UK - Independent trustees are stonewalling scheme sponsors over increased employee pension contributions unless any extra payments are ring-fenced.
Trustees are concerned that only deferred and pensioner members will see the benefit of any additional member contributions if a company fails before the Pension Protection Fund comes into force in 2005.
The anomaly under the present wind-up rules were highlighted by Thomas Eggar Trust Services director Vernon Holgate.
He said: “We are aware that a number of employers are proposing an increase in member contributions. Active members, of course, will pay for this.”
But he said that until 2005 when the PPF is expected to come into force, increased contributions provided no enhancement in security or benefit for active members.
“This is inequitable and we will resist such requests unless additional member contributions can be adequately ring-fenced.”
Wragge & Co partner Richard Black said if there was any concern over the strength of the firm going forward trustees must consider their options and act where necessary.
“You have to look at the strength of the employer and take a view whether extra contributions will add value going forward.
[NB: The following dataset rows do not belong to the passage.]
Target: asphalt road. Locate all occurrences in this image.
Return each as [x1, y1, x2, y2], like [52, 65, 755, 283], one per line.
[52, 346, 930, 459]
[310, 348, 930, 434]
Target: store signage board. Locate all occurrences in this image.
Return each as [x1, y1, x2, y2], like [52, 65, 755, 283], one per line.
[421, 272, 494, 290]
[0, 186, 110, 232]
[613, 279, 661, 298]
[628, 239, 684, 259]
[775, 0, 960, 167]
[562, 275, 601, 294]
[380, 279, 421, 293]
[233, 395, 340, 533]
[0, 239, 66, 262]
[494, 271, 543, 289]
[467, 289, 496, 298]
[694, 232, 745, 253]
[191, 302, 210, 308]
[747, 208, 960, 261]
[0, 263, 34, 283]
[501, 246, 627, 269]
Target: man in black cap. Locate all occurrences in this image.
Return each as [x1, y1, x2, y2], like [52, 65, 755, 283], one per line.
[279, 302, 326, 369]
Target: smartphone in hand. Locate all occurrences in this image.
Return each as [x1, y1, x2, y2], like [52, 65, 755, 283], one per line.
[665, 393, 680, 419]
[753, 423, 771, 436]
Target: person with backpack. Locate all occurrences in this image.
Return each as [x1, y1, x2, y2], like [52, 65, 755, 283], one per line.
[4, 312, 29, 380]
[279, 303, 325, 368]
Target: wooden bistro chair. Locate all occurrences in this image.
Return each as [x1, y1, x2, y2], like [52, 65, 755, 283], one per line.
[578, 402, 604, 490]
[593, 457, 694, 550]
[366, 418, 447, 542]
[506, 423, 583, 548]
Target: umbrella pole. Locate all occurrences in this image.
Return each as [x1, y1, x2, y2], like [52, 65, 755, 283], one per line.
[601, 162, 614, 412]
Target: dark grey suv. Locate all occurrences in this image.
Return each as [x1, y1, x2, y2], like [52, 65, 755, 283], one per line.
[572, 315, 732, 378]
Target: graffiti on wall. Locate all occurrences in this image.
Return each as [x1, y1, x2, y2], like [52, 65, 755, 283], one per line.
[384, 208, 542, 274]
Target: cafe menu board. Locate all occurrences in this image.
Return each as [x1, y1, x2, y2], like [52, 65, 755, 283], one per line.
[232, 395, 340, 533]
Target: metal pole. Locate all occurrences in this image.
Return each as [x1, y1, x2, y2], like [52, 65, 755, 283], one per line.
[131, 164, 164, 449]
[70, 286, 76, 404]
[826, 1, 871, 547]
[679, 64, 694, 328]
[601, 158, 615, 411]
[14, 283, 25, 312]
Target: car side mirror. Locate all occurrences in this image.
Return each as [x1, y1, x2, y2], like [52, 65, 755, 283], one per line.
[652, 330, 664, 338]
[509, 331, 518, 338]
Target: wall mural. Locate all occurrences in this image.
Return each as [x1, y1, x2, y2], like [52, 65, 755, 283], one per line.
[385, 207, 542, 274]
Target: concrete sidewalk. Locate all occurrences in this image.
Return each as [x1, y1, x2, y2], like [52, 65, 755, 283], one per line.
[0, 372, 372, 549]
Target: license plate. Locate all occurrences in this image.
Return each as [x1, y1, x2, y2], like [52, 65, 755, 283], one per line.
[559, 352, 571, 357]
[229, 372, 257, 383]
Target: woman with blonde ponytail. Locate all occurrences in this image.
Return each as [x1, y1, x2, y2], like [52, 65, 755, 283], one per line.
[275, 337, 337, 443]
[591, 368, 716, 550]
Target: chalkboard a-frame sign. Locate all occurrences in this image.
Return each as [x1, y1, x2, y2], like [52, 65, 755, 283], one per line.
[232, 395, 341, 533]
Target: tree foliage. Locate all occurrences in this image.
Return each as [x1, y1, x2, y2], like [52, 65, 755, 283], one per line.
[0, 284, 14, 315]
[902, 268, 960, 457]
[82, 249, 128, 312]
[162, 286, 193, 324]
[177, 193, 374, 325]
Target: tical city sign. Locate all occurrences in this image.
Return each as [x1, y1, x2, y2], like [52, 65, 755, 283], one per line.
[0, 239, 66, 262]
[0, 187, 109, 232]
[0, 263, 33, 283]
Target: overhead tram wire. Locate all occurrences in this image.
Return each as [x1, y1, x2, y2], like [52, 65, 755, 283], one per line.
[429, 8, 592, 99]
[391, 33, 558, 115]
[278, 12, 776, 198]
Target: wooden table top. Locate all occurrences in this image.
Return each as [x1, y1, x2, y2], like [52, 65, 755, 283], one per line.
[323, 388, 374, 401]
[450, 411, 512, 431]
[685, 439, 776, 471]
If trustees have a concern, ring-fencing these contributions isn’t a bad idea.”
Alexander Forbes director of trustees services Andrew Bakewell stressed: “The trustees as part of their general duty of care would have to satisfy themselves as to the employer’s long-term prospects.”
But he warned that trustees could hinder the longevity of a scheme by not sanctioning increases in contributions.
“Increasing employee contributions is one way to ensure the continuation of valuable DB benefits.”